Determine the efficiency of the Carnot cycle if the temperatures of the heater and refrigerator are 200 and 15 ° C

Determine the efficiency of the Carnot cycle if the temperatures of the heater and refrigerator are 200 and 15 ° C, respectively. How much should the heater temperature be raised to double the cycle efficiency?

Given:

t1 = 200 ° Celsius = 473 ° Kelvin – heater temperature in the Carnot cycle;

t2 = 15 ° Celsius = 288 ° Kelvin – the temperature of the refrigerator in the Carnot cycle.

It is required to determine n (%) – the efficiency of the cycle, as well as dt (degrees Celsius) – by how much it is necessary to increase the heater temperature in order for the efficiency of the cycle to double.

The efficiency of the Carnot cycle will be equal to:

n = (t1 – t2) / t1 = (473 – 288) / 473 = 185/473 = 0.39 or 39%.
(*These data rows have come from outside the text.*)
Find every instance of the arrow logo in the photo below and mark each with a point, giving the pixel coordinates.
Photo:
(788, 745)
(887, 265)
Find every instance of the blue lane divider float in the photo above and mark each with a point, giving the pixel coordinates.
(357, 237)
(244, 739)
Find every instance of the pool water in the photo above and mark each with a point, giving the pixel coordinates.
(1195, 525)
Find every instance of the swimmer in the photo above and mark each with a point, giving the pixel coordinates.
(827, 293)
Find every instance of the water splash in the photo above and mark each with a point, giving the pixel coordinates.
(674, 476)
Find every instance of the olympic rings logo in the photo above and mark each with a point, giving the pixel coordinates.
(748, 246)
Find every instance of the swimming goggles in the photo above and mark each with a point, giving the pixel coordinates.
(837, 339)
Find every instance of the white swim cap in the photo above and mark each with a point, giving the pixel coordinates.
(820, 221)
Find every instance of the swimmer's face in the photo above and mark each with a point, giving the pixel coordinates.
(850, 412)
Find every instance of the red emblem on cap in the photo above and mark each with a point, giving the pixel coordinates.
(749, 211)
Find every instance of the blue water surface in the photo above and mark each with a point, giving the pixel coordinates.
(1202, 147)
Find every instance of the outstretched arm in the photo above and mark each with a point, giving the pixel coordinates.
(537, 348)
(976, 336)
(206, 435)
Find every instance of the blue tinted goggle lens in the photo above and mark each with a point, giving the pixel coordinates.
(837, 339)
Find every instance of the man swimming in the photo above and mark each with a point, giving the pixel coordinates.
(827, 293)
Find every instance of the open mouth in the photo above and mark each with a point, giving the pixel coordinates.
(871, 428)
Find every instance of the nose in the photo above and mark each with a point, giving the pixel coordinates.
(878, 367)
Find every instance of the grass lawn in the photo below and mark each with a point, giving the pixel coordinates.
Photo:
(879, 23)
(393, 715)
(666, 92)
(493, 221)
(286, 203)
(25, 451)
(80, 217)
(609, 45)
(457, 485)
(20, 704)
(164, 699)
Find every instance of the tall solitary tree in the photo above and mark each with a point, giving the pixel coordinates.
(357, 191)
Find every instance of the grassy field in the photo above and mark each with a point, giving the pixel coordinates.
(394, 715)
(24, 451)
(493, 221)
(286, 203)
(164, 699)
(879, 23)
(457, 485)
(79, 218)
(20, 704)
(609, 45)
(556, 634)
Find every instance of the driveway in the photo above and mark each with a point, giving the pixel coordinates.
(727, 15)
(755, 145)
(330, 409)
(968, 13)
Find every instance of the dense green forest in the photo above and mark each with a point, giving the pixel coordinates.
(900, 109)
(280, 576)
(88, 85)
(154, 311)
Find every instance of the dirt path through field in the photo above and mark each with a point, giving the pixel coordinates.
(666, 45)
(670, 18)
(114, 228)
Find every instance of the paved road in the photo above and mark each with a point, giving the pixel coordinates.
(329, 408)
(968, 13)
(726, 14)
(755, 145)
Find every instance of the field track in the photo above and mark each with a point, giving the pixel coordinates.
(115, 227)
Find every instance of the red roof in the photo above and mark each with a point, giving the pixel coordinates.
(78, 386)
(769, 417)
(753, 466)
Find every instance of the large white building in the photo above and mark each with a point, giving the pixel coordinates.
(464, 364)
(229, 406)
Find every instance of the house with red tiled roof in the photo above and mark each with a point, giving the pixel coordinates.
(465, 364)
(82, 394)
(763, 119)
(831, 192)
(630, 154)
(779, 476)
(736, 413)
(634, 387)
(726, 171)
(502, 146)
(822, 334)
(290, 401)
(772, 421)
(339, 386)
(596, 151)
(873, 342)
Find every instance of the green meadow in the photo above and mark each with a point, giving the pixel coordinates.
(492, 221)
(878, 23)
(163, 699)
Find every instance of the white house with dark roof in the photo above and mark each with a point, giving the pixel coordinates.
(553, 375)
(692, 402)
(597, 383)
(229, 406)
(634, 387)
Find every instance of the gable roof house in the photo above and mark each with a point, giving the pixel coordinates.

According to the condition of the problem, we will increase the efficiency by 2 times: n1 = 2 * n = 78 or 0.78.

Then the heater temperature should be equal to:

t3 = t2 / (1 – n1) = 288 / (1 – 0.78) = 288 / 0.22 = 1309 ° Kelvin = 1036 ° Celsius.

Then:

dt = t3 – t1 = 1036 – 200 = 836 ° Celsius.

Answer: the efficiency of the cycle is 39%, in order to increase the efficiency by 2 times, it is necessary to increase the heater temperature by 836 °.